University-of-Missouri-Extension

COLUMBIA, Mo. — Roadway accidents and combine fires make harvest the most dangerous time of the year for those who work in America’s most dangerous occupation – farming, says University of Missouri Extension health and safety specialist Karen Funkenbusch.

In a press release, John Worden, interim coordinator of MU Extension’s Fire and Rescue Training Institute, said, “Unfortunately, these fires happen all the time. Because of the severe drought conditions and high winds we had recently, it’s just been the right mix to make a fire explode and get away.”

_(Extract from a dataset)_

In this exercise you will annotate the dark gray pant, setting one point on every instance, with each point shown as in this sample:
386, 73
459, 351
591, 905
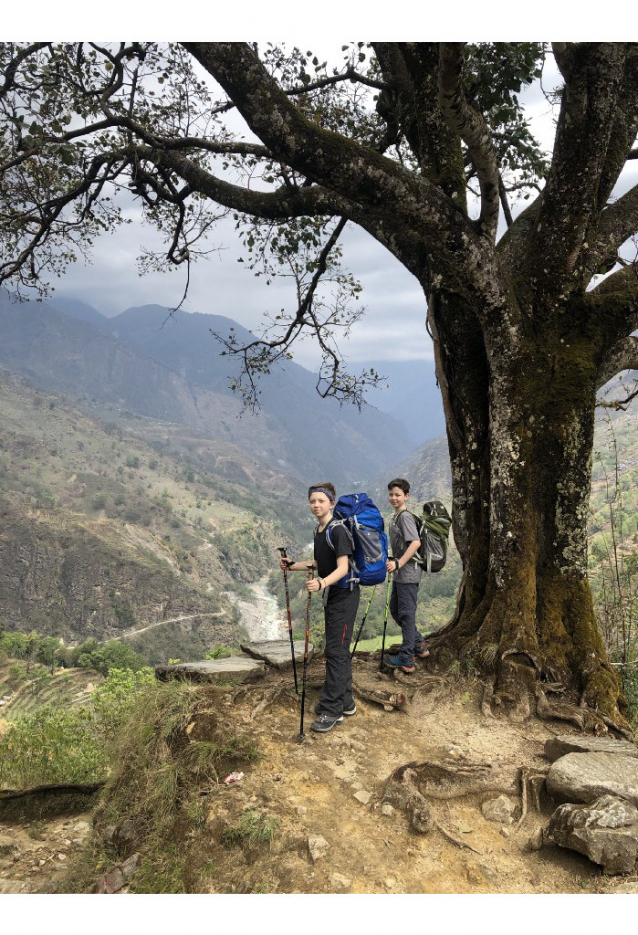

The combination of high temperatures, dry crops and woodland debris along with leaking fuel, cracked hoses and heated bearings and belts creates a volatile situation that results in lost productivity, lost property and personal injuries.

Nationwide Agribusiness Insurance reports that large machinery fires cause about $20 million in property losses annually.

Fortunately, farmers can prevent many of these losses by taking extra precautions, says Funkenbusch. She lists four main ways to curtail losses:

  • Planning. Equip tractors, combines and grain trucks with at least one ABC fire extinguisher. Ideally, there should be two – one in the cab and one at ground level in an easy-to-access area. Keep a shovel onboard combines and in trucks to dig dirt to throw on small fires to prevent the flames from spreading. Know the GPS coordinates for your field and carry a charged cellphone to alert emergency personnel. Train all those who might be helping with harvest – including employees and family members – on what to do in the event of an emergency.
  • Maintain. Clean combines by power-washing grease, oil and crop residue daily. You can also use an air compressor to blow chaff from equipment. Check and repair leaking fuel and oil hoses and worn belts and bearings. Pay special attention to engine and hydrostatic pump parts where most machinery fires start.
  • Monitor. Advanced sensor technology on combines helps to detect hot spots, but alert humans can use their eyes and noses to detect fires.
  • Act. Call 911 immediately before trying to extinguish the fire yourself.

Use the fire extinguisher and throw dirt to create a soil perimeter to contain small fires. Always practice personal safety first.

Keep your cellphone charged to call the fire department, says Worden. The cellphone also gives GPS coordinates to help emergency personnel locate you in rural areas. Know the nearest county road number and the road’s location nearest your field.

Avoid harvesting during extremely windy conditions. High temperatures, low relative humidity and wind speeds more than 20 mph are ingredients for disaster. The Missouri Mesonet weather station network, operated by MU Extension, gives valuable wind speed information for many areas of the state at agebb.missouri.edu/weather/stations.

If possible, have a disc and large water tank nearby. Some safety experts recommend using a ground chain attached to the combine frame to prevent static electricity from igniting residue. Let the chain drag on the ground while in the field.

Also, let your combine cool at least 15 minutes before fueling or storing in the shed for the evening, says Funkenbusch.

Finally, take precautions to protect human life, says Worden. Wait until trained emergency personnel arrive if containing the fire becomes dangerous.